It has been an exciting 48 hours for the Phoenix Suns organization. The trade deadline didn’t provide fireworks. It provided an organizational nuclear bomb. The Kevin Durant transaction was an all-time trade, one that will be referenced for years to come, especially in Phoenix circles seeing as the team parted ways with four first round picks and a pick swap.
Nets gets unprotected picks in 2023, 2025, 2027 and 2029, source tells ESPN.— Adrian Wojnarowski (@wojespn) February 9, 2023
Guess ZonaHoops and Damon Allred won’t have to do much draft research in odd-years during the 2020’s.
General Manager James Jones stated to a group of Bright Siders on January 30 that he expected the trade deadline to be, “horizontal”. Specifically with regard to prominent players, he did not anticipate a lot of player movement across the league.
Then new owner Mat Ishbia came to town and changed that philosophy on his first day on the job.
Gone are Mikal Bridges, Cameron Johnson, and Jae Crowder. Kevin Durant and T.J. Warren are headed to Phoenix. It’s all anybody’s talking about. It’s Super Bowl week in Phoenix, and it’s all anybody is talking about. It’s beautiful.
Lost in the shuffle is a secondary transaction that occurred just prior to the trade deadline expiring. Dario Saric, who came to the Suns via trade on July 6, 2019 – the same day that T.J. Warren was shipped to the Indiana Pacers for cash considerations – was traded with a 2029 second round pick to the Oklahoma City Thunder for forward Darius Bazley.
Saric, who was on an expiring $9.2M contract at the end of the season, is said to have approved of the trade since he wanted to play and didn’t have a certain role with the Suns.
So who is Darius Bazley?
Let’s start with the measurables. Bazley is 22 years old – his birthday is June 12 – and is in his fourth year in the league. He is 6’8”, 208 pounds, and has a seven-foot wingspan. He was drafted by the Utah Jazz with the 23rd overall pick in the 2019 NBA Draft, and came to the Thunder days after being drafted in a couple of deals; one that sent him to Memphis in the Mike Conley deal, and one that sent him to OKC for Brandon Clarke.
Of the 221 games in his career, Bazley has started 118 of them, and has career averages of 9.2 points, 5.4 rebounds, and 1.2 assists in 24.1 minutes played. He’s posted a 41 FG%, 31 3PT%, and 67.6 FT% in his career.

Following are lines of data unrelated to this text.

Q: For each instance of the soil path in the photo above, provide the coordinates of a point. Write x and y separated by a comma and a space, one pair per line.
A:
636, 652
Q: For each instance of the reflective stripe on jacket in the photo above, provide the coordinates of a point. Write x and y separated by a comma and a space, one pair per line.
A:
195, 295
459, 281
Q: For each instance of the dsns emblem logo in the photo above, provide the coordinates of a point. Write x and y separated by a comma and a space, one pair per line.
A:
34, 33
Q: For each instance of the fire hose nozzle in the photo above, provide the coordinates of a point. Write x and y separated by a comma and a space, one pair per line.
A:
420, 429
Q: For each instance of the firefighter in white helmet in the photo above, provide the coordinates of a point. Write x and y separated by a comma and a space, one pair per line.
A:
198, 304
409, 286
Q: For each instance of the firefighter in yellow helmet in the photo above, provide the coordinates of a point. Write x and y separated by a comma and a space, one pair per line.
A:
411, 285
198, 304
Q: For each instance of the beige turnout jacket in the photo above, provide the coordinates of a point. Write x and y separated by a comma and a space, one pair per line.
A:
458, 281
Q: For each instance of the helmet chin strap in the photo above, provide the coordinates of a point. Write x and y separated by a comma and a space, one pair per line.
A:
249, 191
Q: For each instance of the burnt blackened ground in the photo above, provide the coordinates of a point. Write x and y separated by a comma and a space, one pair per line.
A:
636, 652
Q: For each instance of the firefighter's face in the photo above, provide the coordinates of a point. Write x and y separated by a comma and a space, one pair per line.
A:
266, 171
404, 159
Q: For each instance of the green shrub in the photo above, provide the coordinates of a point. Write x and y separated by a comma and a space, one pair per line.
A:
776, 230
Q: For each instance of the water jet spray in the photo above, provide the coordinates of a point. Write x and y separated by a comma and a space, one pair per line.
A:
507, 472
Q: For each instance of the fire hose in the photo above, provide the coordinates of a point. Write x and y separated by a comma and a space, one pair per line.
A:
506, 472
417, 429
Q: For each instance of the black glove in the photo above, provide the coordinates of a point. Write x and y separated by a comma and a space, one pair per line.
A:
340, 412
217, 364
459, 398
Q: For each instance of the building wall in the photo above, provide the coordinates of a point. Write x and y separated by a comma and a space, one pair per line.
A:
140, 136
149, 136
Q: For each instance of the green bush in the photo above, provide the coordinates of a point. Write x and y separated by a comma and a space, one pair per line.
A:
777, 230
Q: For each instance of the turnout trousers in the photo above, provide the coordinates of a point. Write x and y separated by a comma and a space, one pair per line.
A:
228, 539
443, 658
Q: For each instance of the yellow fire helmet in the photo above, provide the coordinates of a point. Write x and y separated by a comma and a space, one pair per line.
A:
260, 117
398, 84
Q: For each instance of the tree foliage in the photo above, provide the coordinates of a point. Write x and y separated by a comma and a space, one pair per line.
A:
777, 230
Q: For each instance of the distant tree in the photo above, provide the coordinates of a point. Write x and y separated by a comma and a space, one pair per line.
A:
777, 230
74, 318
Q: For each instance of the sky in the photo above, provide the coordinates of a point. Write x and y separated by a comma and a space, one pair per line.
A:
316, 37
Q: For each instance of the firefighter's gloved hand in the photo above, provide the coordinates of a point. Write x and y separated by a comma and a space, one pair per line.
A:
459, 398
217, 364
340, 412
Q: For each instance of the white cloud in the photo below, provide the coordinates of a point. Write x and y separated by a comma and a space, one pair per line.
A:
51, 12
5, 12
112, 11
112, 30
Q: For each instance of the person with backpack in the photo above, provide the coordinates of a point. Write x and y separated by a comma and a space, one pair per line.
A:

There’s the stats. So again, who is Darius Bazley?
The 2018 McDonald’s All-American is described by the editor of SB Nation’s Welcome to Loud City, J.D. Tailor, as:
“Baze was one of the best defenders on the Thunder, possibly better than Lu [Dort] but it’s close between them. He has a good temperament on defense and rarely fouls. You won’t ever see highlight plays out of him on defense but his consistency when it comes to contesting shots is very good. Coach Dags used him as a small ball 5 earlier in the year and his rim protection was generally okay.”
“Offensively, Bazley can be a rough watch. He’s good at finishing plays inside of three feet and his outside shot has been fine this season (above his career average and I’d expect some regression). After that, he becomes a frustrating player to watch.”
“Darius will nearly always take a jab step and hold the ball when he is the ball-handler, it slows the game down and does not fit with the Thunder’s current approach to offense. His bag around the rim is limited and he doesn’t really like take contact. Baze is good above the basket but settles for fading layups too much.”
Need some video highlights? But of course…
Based on Tailor’s comments, he appears to be a longer version of Josh Okogie. A dog on the defensive end, a project on the offensive end. He is drastically different from the outgoing Saric in that he possesses athletic ability.
Monty Williams will have the task of integrating him into regular season rotations when the need for wing depth is needed.
NBA.com currently has Bazley listed as wearing jersey number 55, which has been worn previously by Earl Clark, Mike James, and most recently E’Twaun Moore. Baze would be the tenth Sun to don the number.
Welcome to the Valley, Darius. Welcome to winning.